## **Reference Implementation**

### ***E2E Architecture***

![Use_case_flow](assets/workflow.png)


### Set Up Environment

Use the following cell to change to the correct kernel. Then check that you are in the `intelligent_indexing_intel` kernel. If not, navigate to `Kernel > Change kernel > Python [conda env:intelligent_indexing_intel]`.

### Run Workflow

#### Setting up the data

The benchmarking scripts expects 2 files to be present in `"$DATA_DIR"/huffpost`.

`"$DATA_DIR"/huffpost/train_all.csv` : training data
`"$DATA_DIR"/huffpost/test.csv` : testing data

After download the data for benchmarking under these requirements, do the following:
   
* Use the `process_data.py` script to generate the `huffpost/train_all.csv` and `huffpost/test.csv` files for benchmarking.  This script expects `News_Category_Dataset_v3.json` to be present in the same directory.

In [None]:
!cd "$DATA_DIR" && python process_data.py

Get environment variables to use in python code.

In [None]:
import os
workspace = os.getenv("WORKSPACE")
data_dir = workspace + '/data'
output_dir = workspace + '/output'
print("workspace path: {}".format(workspace))
print("data dir path: {}".format(data_dir))
print("output dir path: {}".format(output_dir))

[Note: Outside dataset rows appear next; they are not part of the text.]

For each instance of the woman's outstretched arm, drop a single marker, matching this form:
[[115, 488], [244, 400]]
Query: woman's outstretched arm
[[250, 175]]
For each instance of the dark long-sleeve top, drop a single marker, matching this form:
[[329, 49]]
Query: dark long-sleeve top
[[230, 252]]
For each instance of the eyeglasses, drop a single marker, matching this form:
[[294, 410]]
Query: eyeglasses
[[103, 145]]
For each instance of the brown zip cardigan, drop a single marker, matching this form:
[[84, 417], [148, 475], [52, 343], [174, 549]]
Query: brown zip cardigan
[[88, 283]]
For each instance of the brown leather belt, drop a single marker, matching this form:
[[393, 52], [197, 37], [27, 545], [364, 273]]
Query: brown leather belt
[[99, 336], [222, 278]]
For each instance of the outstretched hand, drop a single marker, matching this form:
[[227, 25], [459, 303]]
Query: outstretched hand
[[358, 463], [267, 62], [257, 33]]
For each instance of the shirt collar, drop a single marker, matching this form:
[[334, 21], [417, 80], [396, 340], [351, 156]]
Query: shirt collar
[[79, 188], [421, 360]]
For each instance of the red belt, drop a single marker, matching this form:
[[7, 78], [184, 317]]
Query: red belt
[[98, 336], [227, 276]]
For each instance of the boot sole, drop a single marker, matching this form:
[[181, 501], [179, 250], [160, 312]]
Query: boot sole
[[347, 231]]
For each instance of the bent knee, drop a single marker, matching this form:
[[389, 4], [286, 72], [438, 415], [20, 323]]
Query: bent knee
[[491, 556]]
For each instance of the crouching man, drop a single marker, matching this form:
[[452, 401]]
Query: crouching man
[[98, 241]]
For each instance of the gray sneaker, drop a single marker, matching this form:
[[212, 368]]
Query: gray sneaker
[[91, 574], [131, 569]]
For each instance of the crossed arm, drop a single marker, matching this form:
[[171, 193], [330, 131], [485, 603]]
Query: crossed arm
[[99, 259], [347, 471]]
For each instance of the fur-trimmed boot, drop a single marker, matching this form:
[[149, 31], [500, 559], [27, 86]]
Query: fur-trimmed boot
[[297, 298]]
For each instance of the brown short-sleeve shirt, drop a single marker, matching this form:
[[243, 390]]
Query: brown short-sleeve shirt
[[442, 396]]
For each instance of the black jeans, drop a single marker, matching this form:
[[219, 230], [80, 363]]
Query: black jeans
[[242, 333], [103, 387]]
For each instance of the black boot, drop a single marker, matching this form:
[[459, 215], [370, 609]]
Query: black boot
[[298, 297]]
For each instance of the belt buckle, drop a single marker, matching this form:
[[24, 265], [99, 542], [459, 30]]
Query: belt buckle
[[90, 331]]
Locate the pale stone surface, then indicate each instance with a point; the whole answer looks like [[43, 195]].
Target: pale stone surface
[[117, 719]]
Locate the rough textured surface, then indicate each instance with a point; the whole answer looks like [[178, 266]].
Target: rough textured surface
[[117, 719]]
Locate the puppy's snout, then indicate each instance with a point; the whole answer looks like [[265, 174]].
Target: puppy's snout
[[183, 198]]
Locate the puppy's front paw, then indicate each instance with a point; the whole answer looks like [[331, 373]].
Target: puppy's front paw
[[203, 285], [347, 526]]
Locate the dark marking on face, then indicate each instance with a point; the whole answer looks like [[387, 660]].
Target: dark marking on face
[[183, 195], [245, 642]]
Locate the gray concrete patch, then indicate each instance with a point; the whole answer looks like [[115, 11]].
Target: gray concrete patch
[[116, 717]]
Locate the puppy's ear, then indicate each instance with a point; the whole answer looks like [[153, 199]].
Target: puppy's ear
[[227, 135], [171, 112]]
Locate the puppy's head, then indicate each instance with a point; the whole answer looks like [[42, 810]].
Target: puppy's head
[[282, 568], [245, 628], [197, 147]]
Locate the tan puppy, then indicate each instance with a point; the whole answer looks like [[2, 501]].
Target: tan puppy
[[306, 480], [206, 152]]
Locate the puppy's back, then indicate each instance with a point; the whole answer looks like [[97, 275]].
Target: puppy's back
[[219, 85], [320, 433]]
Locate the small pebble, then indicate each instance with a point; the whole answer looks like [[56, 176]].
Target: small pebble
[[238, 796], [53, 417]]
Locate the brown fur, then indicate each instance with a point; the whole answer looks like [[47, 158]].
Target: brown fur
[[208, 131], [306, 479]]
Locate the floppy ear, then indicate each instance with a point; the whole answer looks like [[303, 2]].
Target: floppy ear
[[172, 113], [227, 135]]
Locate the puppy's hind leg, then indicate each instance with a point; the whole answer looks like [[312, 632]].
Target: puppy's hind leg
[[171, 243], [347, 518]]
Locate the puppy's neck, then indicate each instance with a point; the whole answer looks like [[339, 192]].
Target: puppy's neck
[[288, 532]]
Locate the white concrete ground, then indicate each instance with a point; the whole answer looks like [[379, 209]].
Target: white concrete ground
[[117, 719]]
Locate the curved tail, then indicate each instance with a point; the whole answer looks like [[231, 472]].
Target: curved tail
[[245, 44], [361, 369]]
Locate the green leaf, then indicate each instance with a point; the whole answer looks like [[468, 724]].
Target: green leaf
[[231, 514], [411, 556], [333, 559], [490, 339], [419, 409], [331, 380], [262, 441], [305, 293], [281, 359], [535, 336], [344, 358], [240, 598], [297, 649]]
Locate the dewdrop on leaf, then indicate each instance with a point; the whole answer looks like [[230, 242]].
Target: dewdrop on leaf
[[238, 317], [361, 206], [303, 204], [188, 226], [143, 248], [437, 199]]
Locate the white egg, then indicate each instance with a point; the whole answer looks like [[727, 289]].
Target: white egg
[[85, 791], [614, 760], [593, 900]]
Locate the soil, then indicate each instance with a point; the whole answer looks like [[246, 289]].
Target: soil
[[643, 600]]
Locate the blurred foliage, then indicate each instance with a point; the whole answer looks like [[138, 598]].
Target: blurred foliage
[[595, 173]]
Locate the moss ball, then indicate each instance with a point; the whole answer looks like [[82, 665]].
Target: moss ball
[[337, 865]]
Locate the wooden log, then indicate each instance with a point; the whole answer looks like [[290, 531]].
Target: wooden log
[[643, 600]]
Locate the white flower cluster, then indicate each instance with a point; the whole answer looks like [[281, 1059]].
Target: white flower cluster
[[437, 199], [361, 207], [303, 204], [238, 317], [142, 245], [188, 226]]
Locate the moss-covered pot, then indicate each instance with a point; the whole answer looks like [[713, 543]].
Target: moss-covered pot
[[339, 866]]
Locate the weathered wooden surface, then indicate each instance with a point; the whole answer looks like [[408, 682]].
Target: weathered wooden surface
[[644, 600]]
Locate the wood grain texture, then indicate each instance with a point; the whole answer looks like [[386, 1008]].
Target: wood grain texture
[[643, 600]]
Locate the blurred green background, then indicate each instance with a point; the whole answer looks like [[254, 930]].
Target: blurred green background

View a few samples of created data.

In [None]:
import pandas as pd
train_all = pd.read_csv(f"{data_dir}/huffpost/train_all.csv")
train_all.head(10)

In [None]:
test = pd.read_csv(f"{data_dir}/huffpost/test.csv")
test.head(10)

All of the benchmarking can be run using the python script `src/run_benchmarks.py`.

The script **reads and preprocesses the data**, **trains an SVC model**, and **predicts on unseen test data** using the trained model, while also reporting on the execution time for these 3 steps.

> Before running the script, we need to ensure that the appropriate conda environment is activated.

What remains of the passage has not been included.